A few factors are driving that uptick in second-party delivery models. Restaurants are getting rid of W-2 drivers and outsourcing to third-party couriers because they can pay per delivery instead of per hour. That’s only becoming more common as labor costs continue climbing and efforts to eliminate the tip credit ramp up across the country.
Sandland says drivers increasingly prefer the flexibility that comes with 1099 contractor relationships, too. Combined with the increasing minimum wages, that’s making it harder to find and retain W-2 drivers at a cost that makes sense. And while outsourcing those operations offloads the hassle of managing your own delivery fleet, it also compounds other challenges.
“The restaurant loses control of that delivery,” she says. “They lose the ability to do the win-back. They start having all of this disjointedness between pizza readiness and driver availability. They’re subject to batching that they can’t control. And if they forget the salad dressing or something like that, there’s no way for them to fix it, because they’ve used a third-party to deliver the product.”
Empower Delivery created a product to help restaurants harness the benefits of both third-party and in-house fleets through dedicated, on-demand 1099 delivery drivers. The tool facilitates order-to-driver matching, routes delivery drivers, gives restaurants a view to courier locations, and provides customers with real-time order tracking. Pizza companies only pay for completed deliveries on a contract basis, which eliminates the need to forecast sales, schedule drivers, and put workers on payroll. It also avoids issues with callouts, no-shows, and overstaffing.
“It feels like the easy button to not have delivery drivers anymore, to just outsource it to a third party, and to let your consumer pay for it,” Sandland says. “Ultimately, though, you’re just adding complexity to your operations and adding costs to your consumer, and consumers are clearly telling us that things have gotten too expensive.”
That’s why delivery volume growth has plateaued lately and could decline slightly in the short term, even if it’s expected to continue growing in the medium to long term, she adds. Eventually, Sandland expects it will increase tenfold from its current size.
“What happens between here and there, if we’re in a flat to declining delivery world that someday is going to be 10 times the size of what it is today?
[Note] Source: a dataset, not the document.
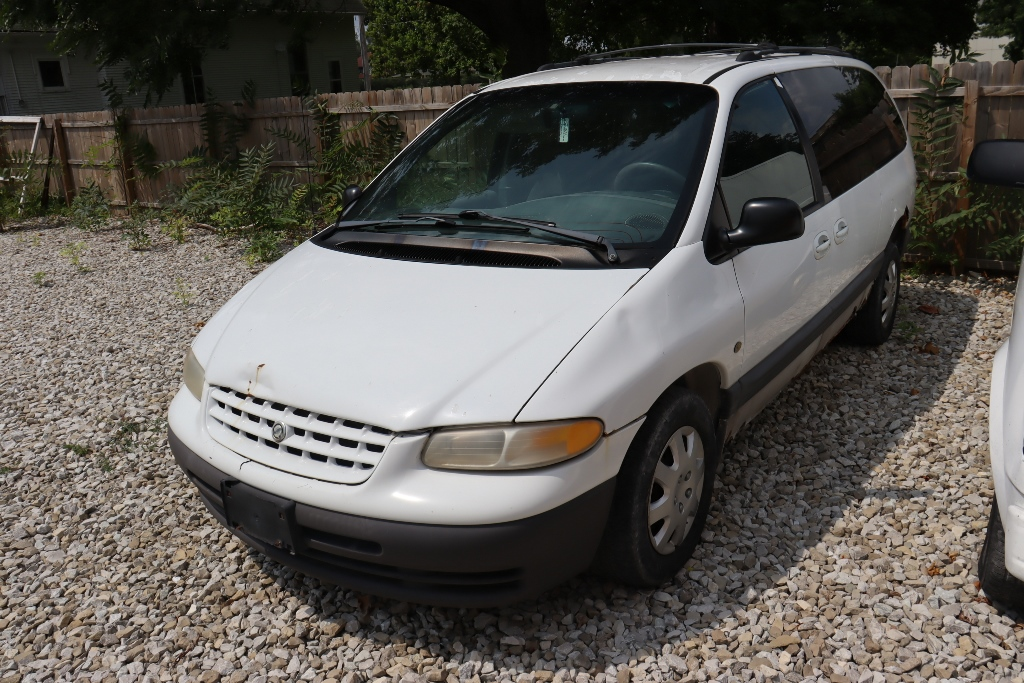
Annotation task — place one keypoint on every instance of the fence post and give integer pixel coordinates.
(970, 126)
(68, 180)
Well, the model has to become more efficient,” she says. “People are working on drones, self-driving cars, underground delivery tubes, and all sorts of cool things. But if you add CapEx to an inefficient system, you’re only going to have a more expensive system that is still inefficient. So, the first thing that we need to do is get rid of the slack. I think that actually looks a lot more like the original pizza model, which was first-party ordering and first-party delivery, although updated for this modern gig working world.”